Matthew Woodward: I think we’ve touched on it quite a few times throughout the podcast, but if you’re in the health care space your primary objective is people.

You’re caring for people, you’re talking with people. You’re making people feel comfortable. You’re you know, people often stressed or upset or in areas of panic you’re bringing calm and you know into the world, you know. So, make sure that experience is carried over in in your digital endeavors for your website, social media, whatever it is. Just carry, you know, keep the human in mind. We talked to my many many times throughout this conversation.

And SEO at the end of the day, all right, it’s Search Engine Optimization, but at the end, it’s humans searching.

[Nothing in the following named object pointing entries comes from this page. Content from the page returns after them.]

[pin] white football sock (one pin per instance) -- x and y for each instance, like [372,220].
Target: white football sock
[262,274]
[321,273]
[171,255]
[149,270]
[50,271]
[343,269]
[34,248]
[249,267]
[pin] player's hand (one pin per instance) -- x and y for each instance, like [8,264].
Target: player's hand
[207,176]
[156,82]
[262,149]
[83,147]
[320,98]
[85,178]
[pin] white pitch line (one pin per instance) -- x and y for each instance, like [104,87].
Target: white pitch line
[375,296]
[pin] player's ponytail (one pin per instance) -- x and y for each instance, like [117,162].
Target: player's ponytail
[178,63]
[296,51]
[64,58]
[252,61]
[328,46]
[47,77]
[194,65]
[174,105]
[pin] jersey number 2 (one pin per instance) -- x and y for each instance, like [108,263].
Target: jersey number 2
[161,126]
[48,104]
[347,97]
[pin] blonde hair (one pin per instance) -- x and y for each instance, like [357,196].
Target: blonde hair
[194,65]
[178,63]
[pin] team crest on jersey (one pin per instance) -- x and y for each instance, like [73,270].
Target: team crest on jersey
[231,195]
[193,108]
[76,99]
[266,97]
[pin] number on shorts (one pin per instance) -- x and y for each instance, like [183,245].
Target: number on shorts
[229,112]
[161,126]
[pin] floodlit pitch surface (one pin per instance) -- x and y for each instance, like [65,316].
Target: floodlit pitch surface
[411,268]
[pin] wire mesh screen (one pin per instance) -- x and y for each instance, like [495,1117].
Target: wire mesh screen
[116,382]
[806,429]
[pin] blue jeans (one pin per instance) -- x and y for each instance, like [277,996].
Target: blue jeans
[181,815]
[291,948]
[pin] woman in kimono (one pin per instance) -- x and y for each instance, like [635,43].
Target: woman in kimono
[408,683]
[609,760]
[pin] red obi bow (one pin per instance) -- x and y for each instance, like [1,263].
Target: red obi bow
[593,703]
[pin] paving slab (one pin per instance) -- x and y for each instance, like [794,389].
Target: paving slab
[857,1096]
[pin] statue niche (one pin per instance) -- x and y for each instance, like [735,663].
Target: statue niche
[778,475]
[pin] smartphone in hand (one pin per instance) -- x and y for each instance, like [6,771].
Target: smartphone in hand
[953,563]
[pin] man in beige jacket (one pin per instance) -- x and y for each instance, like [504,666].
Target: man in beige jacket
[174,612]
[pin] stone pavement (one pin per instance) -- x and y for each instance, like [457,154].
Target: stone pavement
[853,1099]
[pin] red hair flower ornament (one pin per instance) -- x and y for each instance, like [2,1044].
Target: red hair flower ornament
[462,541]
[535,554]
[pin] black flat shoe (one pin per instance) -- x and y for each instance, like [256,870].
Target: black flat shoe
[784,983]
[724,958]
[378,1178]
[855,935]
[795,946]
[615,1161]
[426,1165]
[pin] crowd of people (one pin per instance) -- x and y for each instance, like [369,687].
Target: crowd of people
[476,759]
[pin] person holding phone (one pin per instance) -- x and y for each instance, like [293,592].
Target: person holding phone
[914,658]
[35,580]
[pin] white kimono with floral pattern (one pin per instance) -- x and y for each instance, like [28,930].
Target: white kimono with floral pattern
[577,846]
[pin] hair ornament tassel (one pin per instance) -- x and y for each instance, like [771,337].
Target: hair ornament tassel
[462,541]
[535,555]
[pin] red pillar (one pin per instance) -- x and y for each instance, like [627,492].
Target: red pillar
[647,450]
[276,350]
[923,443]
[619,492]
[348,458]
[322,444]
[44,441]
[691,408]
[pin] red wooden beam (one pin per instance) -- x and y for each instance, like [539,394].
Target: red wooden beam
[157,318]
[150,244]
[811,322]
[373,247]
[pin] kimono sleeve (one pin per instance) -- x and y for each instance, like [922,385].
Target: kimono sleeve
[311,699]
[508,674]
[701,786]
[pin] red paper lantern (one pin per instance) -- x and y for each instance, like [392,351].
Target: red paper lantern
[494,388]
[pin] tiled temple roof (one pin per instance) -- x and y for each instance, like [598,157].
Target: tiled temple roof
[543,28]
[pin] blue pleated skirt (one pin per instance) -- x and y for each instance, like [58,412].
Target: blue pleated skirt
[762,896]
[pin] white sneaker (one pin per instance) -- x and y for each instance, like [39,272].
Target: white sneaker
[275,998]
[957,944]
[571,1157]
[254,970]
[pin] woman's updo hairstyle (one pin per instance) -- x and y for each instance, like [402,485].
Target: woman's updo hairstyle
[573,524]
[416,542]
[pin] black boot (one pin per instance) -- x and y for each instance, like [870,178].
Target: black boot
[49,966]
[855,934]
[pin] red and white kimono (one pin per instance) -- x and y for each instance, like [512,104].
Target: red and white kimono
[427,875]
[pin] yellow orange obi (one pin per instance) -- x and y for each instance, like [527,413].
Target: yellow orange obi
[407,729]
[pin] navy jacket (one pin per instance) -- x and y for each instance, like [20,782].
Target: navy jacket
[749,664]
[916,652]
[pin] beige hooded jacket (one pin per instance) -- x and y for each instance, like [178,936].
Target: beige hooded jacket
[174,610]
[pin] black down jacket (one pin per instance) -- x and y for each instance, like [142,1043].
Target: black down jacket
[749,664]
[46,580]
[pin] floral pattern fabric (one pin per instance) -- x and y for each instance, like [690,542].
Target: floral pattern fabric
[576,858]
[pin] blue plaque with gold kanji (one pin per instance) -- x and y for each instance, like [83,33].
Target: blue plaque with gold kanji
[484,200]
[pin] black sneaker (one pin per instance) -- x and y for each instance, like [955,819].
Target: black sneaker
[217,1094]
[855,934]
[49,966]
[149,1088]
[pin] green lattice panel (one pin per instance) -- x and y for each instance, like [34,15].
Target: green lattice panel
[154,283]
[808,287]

And people in the healthcare space know more about the fears and the problems those people are facing than any algorithm ever will.

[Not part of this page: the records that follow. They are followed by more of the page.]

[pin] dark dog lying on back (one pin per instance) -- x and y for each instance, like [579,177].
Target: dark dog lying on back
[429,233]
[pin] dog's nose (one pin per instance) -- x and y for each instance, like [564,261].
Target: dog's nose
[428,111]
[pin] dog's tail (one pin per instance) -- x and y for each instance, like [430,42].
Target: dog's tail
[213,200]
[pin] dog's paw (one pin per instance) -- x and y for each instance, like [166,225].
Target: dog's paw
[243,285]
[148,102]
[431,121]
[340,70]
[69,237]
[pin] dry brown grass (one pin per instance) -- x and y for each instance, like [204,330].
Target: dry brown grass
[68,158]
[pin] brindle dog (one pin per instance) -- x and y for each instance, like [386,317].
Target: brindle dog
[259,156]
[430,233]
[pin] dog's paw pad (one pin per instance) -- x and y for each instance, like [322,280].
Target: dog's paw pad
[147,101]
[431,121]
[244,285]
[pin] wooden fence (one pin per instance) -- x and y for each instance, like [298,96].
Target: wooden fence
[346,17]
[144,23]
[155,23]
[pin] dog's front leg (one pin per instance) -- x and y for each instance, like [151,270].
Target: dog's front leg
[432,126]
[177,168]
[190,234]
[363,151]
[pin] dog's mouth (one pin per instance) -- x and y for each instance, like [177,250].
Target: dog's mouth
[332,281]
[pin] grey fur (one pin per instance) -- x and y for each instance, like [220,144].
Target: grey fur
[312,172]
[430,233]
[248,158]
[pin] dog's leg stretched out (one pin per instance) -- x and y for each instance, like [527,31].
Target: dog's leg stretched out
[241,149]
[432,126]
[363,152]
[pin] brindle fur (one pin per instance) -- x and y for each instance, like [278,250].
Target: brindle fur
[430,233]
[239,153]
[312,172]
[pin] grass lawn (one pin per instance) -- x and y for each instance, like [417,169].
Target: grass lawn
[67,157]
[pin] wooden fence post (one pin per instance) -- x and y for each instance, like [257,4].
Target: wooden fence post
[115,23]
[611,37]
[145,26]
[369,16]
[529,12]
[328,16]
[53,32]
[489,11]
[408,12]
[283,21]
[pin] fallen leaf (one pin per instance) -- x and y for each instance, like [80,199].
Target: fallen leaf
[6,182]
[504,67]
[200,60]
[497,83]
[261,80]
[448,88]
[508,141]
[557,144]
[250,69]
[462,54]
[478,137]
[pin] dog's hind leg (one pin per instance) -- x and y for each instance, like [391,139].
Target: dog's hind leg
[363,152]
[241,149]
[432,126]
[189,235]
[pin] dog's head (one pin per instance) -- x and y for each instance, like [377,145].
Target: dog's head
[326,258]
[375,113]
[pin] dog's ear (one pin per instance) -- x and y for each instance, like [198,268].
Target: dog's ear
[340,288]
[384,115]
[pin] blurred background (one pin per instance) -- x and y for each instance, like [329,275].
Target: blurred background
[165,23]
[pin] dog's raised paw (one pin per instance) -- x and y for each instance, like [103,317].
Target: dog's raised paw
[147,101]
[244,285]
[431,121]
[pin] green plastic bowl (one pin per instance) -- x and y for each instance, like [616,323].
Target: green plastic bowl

Because they speak to the people. They know it. They feel it. They touch it every single day. So that is is the one thing not that I want you to know about SEO, but it’s the thing that you should be carrying over into your digital experience which in turn will affect and touch your SEO. But you shouldn’t be thinking about.

If you’re in the healthcare space, think about health, think about people, and how you can carry that experience that you provide in-person over to the digital space.

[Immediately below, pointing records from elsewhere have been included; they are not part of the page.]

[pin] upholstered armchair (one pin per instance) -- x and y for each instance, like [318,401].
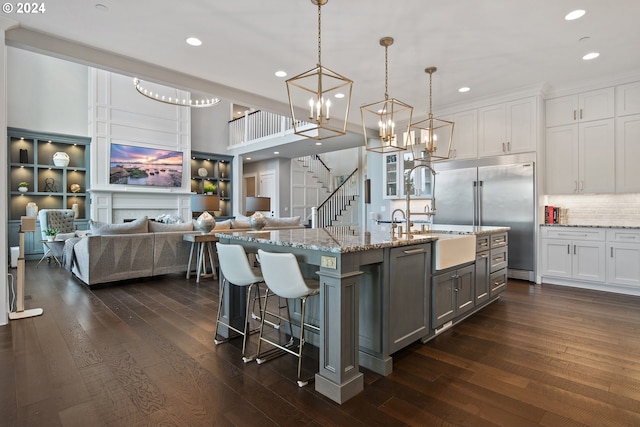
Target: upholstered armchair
[61,219]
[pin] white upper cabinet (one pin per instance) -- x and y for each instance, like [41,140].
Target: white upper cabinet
[587,106]
[628,99]
[507,128]
[580,158]
[627,154]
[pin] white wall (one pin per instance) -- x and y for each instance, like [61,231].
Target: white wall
[209,129]
[121,115]
[46,94]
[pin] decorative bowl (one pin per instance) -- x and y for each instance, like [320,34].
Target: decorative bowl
[257,221]
[61,159]
[205,223]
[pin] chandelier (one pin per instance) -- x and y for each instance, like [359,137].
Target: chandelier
[326,94]
[180,101]
[386,116]
[430,139]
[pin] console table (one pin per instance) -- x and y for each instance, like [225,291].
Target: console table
[203,245]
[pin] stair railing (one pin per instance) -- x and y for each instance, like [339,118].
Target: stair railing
[338,202]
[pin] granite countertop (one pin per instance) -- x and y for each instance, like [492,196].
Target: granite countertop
[347,239]
[454,229]
[632,227]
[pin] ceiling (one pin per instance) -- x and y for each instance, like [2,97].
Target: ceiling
[491,46]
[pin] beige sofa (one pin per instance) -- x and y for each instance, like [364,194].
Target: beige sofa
[141,248]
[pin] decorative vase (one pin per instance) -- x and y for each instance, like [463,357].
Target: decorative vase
[61,158]
[257,221]
[205,223]
[32,209]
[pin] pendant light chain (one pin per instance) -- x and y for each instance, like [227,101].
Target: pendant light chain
[386,72]
[319,35]
[430,94]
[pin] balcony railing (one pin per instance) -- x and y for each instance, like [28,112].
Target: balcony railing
[258,125]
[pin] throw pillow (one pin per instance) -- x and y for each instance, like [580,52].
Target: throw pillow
[240,221]
[223,225]
[283,222]
[155,227]
[140,225]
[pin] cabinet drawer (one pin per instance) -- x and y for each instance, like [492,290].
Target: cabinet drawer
[482,243]
[498,240]
[498,258]
[497,282]
[574,233]
[623,235]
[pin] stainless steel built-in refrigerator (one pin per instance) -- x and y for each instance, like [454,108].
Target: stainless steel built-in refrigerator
[492,194]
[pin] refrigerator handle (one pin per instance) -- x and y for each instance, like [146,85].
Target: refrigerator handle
[475,203]
[480,197]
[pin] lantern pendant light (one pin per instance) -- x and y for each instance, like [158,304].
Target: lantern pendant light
[430,139]
[386,116]
[325,95]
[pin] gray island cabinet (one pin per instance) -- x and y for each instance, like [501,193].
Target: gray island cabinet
[377,294]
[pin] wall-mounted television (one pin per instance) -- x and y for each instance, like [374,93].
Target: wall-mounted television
[131,165]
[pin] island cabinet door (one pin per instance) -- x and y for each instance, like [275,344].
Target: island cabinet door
[482,277]
[409,273]
[443,307]
[465,289]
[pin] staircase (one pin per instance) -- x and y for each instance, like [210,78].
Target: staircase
[335,209]
[331,212]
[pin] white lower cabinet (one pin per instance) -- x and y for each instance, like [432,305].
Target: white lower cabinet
[601,257]
[623,257]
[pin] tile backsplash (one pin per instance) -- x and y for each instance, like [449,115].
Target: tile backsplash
[599,209]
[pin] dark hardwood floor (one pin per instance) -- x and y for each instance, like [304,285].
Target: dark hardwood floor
[142,353]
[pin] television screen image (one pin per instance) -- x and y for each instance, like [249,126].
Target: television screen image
[132,165]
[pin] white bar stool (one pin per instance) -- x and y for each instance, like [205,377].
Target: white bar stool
[282,275]
[236,270]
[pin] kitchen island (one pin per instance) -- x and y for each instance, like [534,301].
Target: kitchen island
[375,293]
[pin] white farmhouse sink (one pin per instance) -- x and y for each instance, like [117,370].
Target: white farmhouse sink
[454,249]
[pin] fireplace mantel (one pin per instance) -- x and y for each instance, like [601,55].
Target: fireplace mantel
[114,204]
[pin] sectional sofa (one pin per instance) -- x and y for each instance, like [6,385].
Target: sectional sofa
[141,248]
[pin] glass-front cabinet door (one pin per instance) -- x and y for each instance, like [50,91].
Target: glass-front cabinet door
[390,175]
[419,183]
[397,167]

Crawford: I love it. If any of our listeners want to get in touch with you or connect, what’s the best way to do that? Is that your website?

Matthew Woodward: Yeah, matthewwoodward.co.uk. There’s a contact form on there if you need to drop me an email for any reason. Social media…it’s likely you’re going to get a slower response on there – I get so much spam, it’s unbelievable. But through the comments box on my website, through the contact form.

Crawford: Well Matthew, thank you so much for for joining us on the podcast. There’s a lot of great stuff you shared here. So I think our listeners can get a lot of value to this conversation and I appreciate you taking the time.

Recap

  • If you focus on creating great content that people love, Google will love it as well. The SEO will come naturally.
  • Address on-site problems before worrying about more complicated SEO techniques.
  • Although Google and other search engines make tons of changes to their algorithms, the fundamentals of SEO haven’t changed in 20 years. It’s still all about creating great content.
  • In 2020 and beyond, voice search will become increasingly important.
  • Keep E-A-T in mind as you develop content that you want to rank for.
  • Your patient’s experience doesn’t start at the door. You need to deliver an exceptional experience online, just as you would in person.
  • Sometimes, you just can’t beat manual observation.
  • For the best SEO results, focus on making your online experience congruent with your in-office, real-world experience.
  • Don’t forget that there are real people with real problems and fears behind your Google Analytics data. It’s easy to dehumanize the process, but SEO is about connecting humans and bots.
  • You don’t need to waste time 10X ‘ing your content. Just find a piece of content that’s ranking well and make it 2X or 3X better.

That’s all for today’s episode of the Medical Marketing Podcast.